Принцесса вернулась на землю, вытерла глаза, высморкалась и почувствовала, как накатывается на неё блаженный сон. Завтра решающий день, нужно выспаться. Не забыть послать утром Маше подарок. Но не колье. Зачем ей здесь колье? Куда она его наденет? А наденет – оторвут вместе с шеей. Лучше серьги. Если вырвут из ушей – по меньшей мере, риск для жизни минимален. Мочки легко срастаются…
Утром финального дня дежурный на въезде доложил начальнику охраны Луковке: к Башне Чесе подъехала машина «скорой помощи». Однако, на рецепции уверяли, что машину никто не вызывал. Вчера, да, было дело, со свадьбы забрали пару человек с лёгкими травмами, а сегодня, тьфу-тьфу, все пока спокойно. Луковка распорядился задержать машину, наскоро опохмелился заначенной вчера на свадьбе «Столичной», закусил луком, чтобы не пахло водкой, и поспешил на передовую. Когда он доплюхал до машины, его бойцы уже обыскивали её: сверху, снизу и изнутри.
Из машины извлекли бледного и взволнованного арбитра Сосницкого, а заодно и главврача районной больницы Голопупенко. Главврач достал из папки какую-то бумагу, мрачно посмотрел на Сосницкого и сунул листок в руки Артуру Львовичу.
– Подписывайте! – приказным тоном предложил он Артуру Львовичу.

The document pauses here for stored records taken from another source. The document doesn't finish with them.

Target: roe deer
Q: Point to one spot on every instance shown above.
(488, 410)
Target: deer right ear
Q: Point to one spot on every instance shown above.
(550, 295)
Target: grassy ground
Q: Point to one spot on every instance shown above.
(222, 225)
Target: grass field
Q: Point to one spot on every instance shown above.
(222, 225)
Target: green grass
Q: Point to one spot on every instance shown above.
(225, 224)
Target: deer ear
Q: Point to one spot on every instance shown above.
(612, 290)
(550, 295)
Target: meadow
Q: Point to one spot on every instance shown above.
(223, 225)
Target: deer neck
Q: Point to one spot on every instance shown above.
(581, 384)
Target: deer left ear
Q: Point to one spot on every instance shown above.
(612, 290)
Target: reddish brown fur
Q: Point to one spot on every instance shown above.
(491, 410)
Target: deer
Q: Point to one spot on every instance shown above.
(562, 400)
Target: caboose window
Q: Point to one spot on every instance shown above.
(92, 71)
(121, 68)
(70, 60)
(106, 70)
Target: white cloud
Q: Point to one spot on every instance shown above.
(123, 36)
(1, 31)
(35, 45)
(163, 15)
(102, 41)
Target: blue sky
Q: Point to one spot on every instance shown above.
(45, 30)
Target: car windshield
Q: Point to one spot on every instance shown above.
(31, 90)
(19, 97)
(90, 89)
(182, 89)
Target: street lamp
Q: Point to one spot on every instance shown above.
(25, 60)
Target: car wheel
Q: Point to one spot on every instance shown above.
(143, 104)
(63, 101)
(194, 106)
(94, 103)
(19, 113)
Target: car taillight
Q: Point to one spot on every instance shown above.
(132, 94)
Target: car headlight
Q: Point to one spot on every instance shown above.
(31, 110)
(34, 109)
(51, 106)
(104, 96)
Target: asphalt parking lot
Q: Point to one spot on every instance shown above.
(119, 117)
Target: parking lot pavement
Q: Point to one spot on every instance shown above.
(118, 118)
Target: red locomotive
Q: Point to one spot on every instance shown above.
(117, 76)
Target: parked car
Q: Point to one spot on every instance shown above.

– Что это? – вскинулся Сосницкий.
– Отказ от дальнейшего лечения в условиях стационара, – пояснил Голопупенко. – Что вы в здравом уме и твёрдой памяти отказываетесь от наших услуг и берёте всю ответственность за своё здоровье на себя.

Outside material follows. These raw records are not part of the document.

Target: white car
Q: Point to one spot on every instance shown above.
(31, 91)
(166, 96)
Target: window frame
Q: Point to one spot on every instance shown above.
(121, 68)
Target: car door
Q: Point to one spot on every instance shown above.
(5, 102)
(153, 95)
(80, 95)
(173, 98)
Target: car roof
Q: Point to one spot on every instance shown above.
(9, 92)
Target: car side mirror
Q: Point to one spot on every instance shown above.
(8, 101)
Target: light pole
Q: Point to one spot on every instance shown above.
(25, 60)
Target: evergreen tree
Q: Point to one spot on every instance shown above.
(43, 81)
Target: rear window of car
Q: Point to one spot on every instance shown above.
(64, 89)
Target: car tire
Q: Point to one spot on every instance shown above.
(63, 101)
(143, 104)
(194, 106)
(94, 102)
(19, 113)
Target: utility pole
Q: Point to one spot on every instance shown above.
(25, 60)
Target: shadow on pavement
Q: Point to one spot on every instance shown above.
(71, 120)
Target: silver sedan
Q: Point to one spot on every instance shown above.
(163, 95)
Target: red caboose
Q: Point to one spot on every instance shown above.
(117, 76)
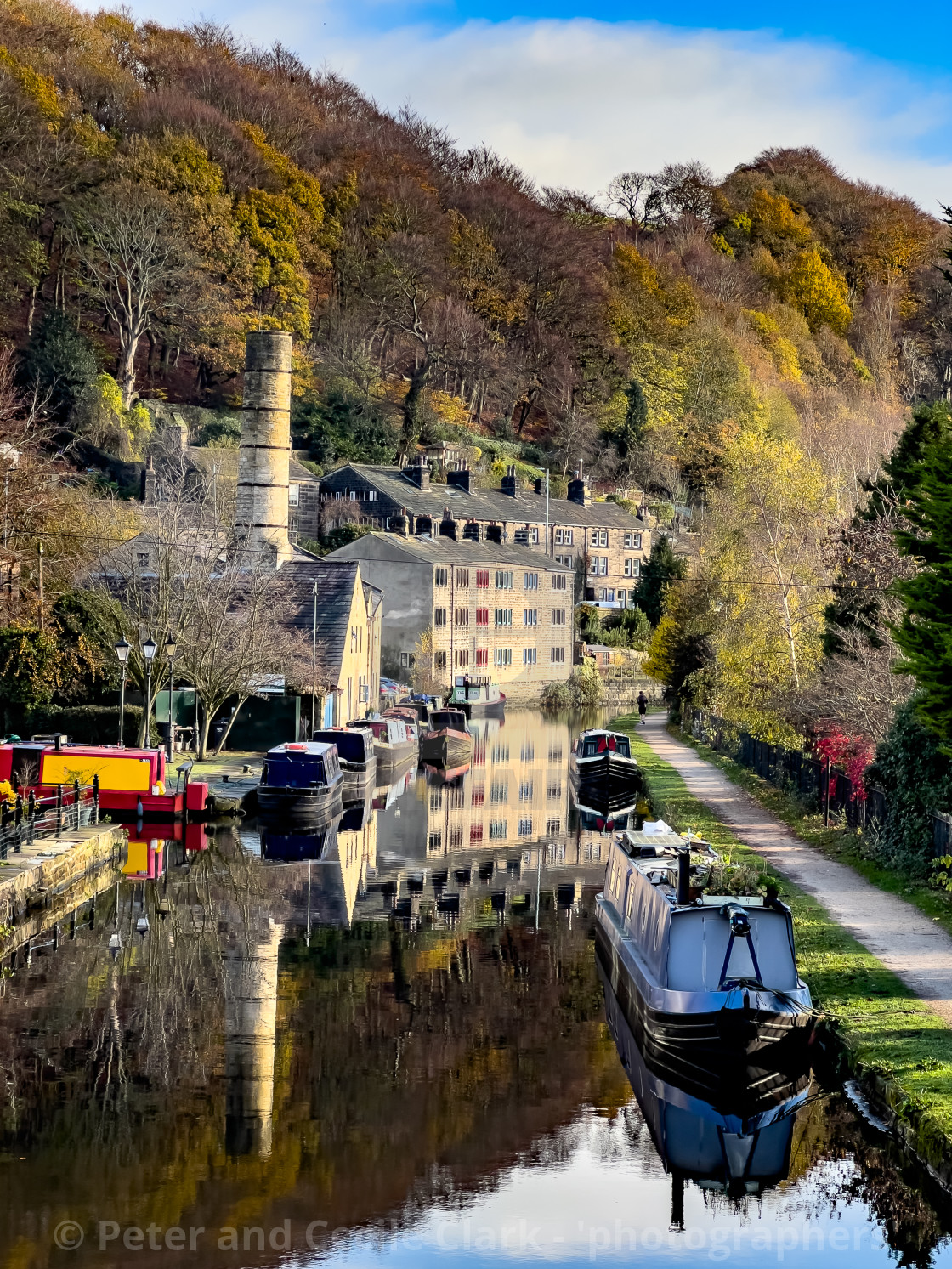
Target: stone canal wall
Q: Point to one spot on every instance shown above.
(40, 875)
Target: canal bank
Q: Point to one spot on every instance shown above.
(877, 1031)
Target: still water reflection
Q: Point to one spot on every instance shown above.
(388, 1042)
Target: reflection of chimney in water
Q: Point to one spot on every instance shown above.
(264, 455)
(250, 1022)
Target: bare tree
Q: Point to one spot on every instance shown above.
(131, 262)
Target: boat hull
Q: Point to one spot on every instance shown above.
(699, 1034)
(290, 802)
(445, 748)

Артур Львович прочитал бумагу.
– Я не подпишу. Мне заново оформляться в вашу больничку совсем не улыбается. Я не отказываюсь, уважаемый, я всего лишь беру паузу. На несколько часов. Отсужу финал и снова буду весь в вашем распоряжении.
– Тогда мы вас заново и оформим. Как вновь поступившего. Бог знает, может, вы уже в другом статусе к нам поступите.
– В каком таком другом?
– В разобранном. Тело – отдельно, душа – отдельно.
– Замолчите свой рот, любезный, и прекратите делать
мне угрозы! Я на вас пожалуюсь в Министерство и вас уволят за грубое обращение с пациентами!
– Ха, я испугался! Пусть сначала найдут другого дурака, который будет работать за врача, медсестру и санитара на одну тщедушную зарплату.
– Ну, вас же нашли. Найдут и другого.
– Вашу маму Сару! Вы такой остроумный, что того и гляди, весь рот себе исколете остротами!
– А вы что думали, доктор Голопупенко? Что вы тут пуп земли, а вокруг тупоголовая мебель?
– А вам, что, фамилия моя не нравится? Да, я – Голопупенко, и отец мой был Голопупенко, и дед мой был Голопупенко! А вот как давно вы стали Сосницким из Срулевича, а?
– А откуда вам известна моя девичья фамилия? Вы, что, из органов?
– Конечно! Фигурально говоря– я весь из органов. Все время органами занимаюсь, а иногда ещё в них и ковыряюсь! Хирургом на пол ставки. Когда я вас откачивал, вы в бреду кричали: моя фамилия – Срулевич!
– Вы – гнусный антисемит!
– Здрастье– приехали! Уши к жопе приклеили! Я – антисемит! Тогда вы – антихохол. Подписывайте бумагу и валите на хер!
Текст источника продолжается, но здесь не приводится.